Just had one question on when to submit v6 ? Wait till dmaengine
patches([01/10-[07/10] is part of net-next? Or can I send it now also.

Thanks,
Radhey
Jakub Kicinski Aug. 24, 2023, 1:10 a.m. UTC | #8
On Wed, 23 Aug 2023 17:38:58 +0000 Pandey, Radhey Shyam wrote:
> > The kmemcache is not the worst possible option but note that the
> > objects you're allocating (with zeroing) are 512+ bytes. That's
> > pretty large, when most packets will not have full 16 fragments.

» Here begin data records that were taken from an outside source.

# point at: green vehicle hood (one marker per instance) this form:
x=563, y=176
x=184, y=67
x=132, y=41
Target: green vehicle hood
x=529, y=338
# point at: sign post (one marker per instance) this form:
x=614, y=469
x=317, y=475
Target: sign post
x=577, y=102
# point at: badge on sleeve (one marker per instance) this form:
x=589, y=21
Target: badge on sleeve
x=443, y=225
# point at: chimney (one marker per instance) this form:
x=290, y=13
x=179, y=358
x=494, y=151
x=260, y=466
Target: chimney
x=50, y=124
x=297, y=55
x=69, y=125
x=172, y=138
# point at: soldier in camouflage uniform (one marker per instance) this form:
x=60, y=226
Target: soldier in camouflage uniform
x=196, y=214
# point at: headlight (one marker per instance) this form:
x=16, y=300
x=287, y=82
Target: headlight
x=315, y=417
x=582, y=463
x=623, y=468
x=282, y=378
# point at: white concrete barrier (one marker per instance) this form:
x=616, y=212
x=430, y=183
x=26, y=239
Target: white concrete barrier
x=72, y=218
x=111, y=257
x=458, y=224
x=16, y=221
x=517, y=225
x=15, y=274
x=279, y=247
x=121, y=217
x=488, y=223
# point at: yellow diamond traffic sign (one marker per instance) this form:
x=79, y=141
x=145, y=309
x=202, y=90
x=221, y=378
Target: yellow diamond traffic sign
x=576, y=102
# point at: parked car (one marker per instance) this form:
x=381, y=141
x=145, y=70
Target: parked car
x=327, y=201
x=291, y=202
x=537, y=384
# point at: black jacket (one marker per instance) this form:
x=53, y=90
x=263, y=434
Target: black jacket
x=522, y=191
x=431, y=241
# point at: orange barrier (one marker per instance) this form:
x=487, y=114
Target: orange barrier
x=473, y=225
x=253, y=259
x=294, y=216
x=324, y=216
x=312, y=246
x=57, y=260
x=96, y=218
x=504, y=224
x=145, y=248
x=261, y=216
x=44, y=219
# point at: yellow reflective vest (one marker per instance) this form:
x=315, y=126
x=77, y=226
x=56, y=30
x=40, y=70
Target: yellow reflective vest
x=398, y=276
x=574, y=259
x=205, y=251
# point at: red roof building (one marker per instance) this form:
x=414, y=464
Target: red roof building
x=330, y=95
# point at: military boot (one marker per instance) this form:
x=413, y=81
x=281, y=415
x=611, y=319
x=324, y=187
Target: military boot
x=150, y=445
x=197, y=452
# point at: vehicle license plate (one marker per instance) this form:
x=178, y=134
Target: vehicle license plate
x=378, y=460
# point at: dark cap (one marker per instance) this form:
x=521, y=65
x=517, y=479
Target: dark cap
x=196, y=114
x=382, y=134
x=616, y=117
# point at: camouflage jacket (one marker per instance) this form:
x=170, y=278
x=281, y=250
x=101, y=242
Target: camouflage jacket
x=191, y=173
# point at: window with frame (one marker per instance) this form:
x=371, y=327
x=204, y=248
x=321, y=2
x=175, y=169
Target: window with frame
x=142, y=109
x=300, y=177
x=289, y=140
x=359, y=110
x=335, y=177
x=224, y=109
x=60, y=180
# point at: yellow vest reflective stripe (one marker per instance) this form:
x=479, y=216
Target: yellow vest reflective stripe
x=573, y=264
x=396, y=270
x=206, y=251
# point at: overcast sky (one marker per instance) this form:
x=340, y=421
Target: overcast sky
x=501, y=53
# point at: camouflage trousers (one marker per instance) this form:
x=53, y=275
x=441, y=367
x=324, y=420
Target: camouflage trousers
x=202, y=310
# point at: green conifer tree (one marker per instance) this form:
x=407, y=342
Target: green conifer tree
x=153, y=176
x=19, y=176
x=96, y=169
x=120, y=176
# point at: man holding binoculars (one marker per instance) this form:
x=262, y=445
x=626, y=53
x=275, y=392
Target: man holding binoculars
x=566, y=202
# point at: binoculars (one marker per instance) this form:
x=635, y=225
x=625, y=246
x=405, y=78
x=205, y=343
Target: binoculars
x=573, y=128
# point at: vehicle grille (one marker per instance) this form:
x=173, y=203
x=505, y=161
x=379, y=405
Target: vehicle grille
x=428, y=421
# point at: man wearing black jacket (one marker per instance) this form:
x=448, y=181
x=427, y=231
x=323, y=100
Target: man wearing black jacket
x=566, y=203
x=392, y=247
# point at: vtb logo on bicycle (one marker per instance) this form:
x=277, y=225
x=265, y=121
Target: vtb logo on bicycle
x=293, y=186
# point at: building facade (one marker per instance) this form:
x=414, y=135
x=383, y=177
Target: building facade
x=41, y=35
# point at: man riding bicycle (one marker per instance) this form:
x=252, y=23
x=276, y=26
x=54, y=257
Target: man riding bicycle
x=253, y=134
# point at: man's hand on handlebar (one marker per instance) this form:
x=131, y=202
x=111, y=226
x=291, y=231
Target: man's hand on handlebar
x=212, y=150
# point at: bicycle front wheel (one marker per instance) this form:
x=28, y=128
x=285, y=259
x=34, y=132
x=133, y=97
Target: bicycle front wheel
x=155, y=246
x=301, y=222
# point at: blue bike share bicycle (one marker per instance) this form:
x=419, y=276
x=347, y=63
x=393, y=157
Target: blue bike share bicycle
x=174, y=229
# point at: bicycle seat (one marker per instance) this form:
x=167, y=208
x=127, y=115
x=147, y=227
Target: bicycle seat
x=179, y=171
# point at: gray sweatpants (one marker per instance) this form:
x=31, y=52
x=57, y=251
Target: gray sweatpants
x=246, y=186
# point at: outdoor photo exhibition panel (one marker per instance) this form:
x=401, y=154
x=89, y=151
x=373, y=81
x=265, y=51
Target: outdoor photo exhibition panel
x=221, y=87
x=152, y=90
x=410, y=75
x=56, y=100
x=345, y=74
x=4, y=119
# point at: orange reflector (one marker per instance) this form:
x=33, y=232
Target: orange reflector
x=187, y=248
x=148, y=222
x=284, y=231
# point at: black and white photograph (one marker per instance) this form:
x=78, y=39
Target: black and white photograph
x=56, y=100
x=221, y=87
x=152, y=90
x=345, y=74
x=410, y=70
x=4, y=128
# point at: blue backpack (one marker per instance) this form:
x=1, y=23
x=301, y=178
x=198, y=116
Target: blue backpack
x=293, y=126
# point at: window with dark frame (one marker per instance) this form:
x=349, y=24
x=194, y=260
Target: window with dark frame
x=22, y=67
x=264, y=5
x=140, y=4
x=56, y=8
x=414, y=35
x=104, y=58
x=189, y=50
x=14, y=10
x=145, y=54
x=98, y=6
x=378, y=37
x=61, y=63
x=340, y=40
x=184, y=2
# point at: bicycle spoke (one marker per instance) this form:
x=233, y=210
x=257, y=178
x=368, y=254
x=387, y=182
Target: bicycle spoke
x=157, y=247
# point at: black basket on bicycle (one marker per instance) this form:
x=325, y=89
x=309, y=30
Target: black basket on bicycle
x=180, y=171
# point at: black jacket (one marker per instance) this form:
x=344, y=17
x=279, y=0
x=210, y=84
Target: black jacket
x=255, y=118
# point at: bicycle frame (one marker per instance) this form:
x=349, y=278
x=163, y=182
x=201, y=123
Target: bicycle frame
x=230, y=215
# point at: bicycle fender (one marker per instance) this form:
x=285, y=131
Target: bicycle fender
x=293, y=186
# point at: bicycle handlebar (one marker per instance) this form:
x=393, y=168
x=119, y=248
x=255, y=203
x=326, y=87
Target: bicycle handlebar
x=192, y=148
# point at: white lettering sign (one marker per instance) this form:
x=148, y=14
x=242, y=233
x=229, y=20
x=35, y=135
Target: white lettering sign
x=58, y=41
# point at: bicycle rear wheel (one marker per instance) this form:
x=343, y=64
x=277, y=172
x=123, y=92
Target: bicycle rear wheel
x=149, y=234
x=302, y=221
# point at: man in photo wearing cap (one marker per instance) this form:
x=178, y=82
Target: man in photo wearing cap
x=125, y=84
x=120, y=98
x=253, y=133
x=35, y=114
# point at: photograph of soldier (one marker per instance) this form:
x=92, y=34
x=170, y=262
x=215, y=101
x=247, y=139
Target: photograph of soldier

> > Ring buffer would allow to better match the allocation size to
> > the packets. Not to mention that it can be done fully locklessly.  
> 
> I modified the implementation to use a circular ring buffer for TX
> and RX. It seems to be working in initial testing and now running 
> perf tests.
> 
> Just had one question on when to submit v6 ? Wait till dmaengine
> patches([01/10-[07/10] is part of net-next? Or can I send it now also.

Assuming Linus cuts final this Sunday - after Sept 10th.